Re: [kvm-unit-tests PATCH] arm: pmu-overflow-interrupt: Increase count values

[Date Prev][Date Next][Thread Prev][Thread Next][Date Index][Thread Index]

 



On Tue, Nov 07, 2023 at 02:34:05PM +0100, Eric Auger wrote:
> Hi Alexandru,
> 
> On 11/7/23 10:52, Alexandru Elisei wrote:
> > Hi Eric,
> >
> > On Fri, Nov 03, 2023 at 11:01:39AM +0100, Eric Auger wrote:
> >> On some hardware, some pmu-overflow-interrupt failures can be observed.
> >> Although the even counter overflows, the interrupt is not seen as
> >> expected. This happens in the subtest after "promote to 64-b" comment.
> >> After analysis, the PMU overflow interrupt actually hits, ie.
> >> kvm_pmu_perf_overflow() gets called and KVM_REQ_IRQ_PENDING is set,
> >> as expected. However the PMCR.E is reset by the handle_exit path, at
> >> kvm_pmu_handle_pmcr() before the next guest entry and
> >> kvm_pmu_flush_hwstate/kvm_pmu_update_state subsequent call.
> >> There, since the enable bit has been reset, kvm_pmu_update_state() does
> >> not inject the interrupt into the guest.
> >>
> >> This does not seem to be a KVM bug but rather an unfortunate
> >> scenario where the test disables the PMCR.E too closely to the
> >> advent of the overflow interrupt.
> > If I understand correctly, the KVM PMU, after receiving the hardware PMUIRQ and
> > before injecting the interrupt, checks that the PMU is enabled according to the
> > pseudocode for the function CheckForPMUOverflow().
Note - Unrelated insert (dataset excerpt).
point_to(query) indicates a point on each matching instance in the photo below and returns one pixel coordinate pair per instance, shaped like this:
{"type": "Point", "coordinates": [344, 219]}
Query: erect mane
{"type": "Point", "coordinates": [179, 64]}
CheckForPMUOverflow() returns
> > false because PMCR_EL1.E is 0, so the KVM PMU decides not to inject the
> > interrupt.
> >
> > Is that correct?
> 
> Yes that's correct
> >
> > Changing the number of SW_INCR events might not be optimal - for example,
> > COUNT_INT > 100 might hide an error that otherwise would have been triggered if
> > the number of events were 100. Not very likely, but still a possibility.
> I also changed the COUNT for SW_INCR events to unify the code. However
> this is not strictly necessary to fix the issue I encounter. I can
> revert that change if you prefer.

I don't understand how that would solve the problem. As I see it, the problem is
that PMCR_EL1.E is cleared too fast after the PMU asserts the interrupt on
overflow, not the time it takes to get to the overflow condition (i.e, the
number of iterations mem_access_loop() does).

> >
> > Another approach would be to wait for a set amount of time for the CPU to take
> > the interrupt. There's something similar in timer.c::{test_timer_tval(),
> > timer_do_wfi()}.
> you're right. However this would urge me to have a separate asm code
> that loops with wfi after doing the mem_access loop. I am not sure this
> is worth the candle here?

I think plain C would work, I was thinking something like this:

diff --git a/arm/pmu.c b/arm/pmu.c
index a91a7b1fd4be..fb2eb5fa2e50 100644
--- a/arm/pmu.c
+++ b/arm/pmu.c
@@ -979,6 +979,23 @@ static void test_overflow_interrupt(bool overflow_at_64bits)
        /* interrupts are disabled (PMINTENSET_EL1 == 0) */

        mem_access_loop(addr, 200, pmu.pmcr_ro | PMU_PMCR_E | pmcr_lp);
+
+       if (!expect_interrupts(0)) {
+                for (i = 0; i < 10; i++) {
+                       local_irq_disable();
+                       if (expect_interrupts(0)) {
+                               local_irq_enable();
+                               break;
+                       }
+                       report_info("waiting for interrupt...");
+                       wfi();
+                       local_irq_enable();
+                       if (expect_interrupts(0))
+                               break;
+                        mdelay(100);
+                }
+       }
+
        report(expect_interrupts(0), "no overflow interrupt after preset");

        set_pmcr(pmu.pmcr_ro | PMU_PMCR_E | pmcr_lp);

Can be cleaned up by moving it to separate function, etc. Has the downside that
it may performs extra memory accesses in expect_interrupts(). Your choice.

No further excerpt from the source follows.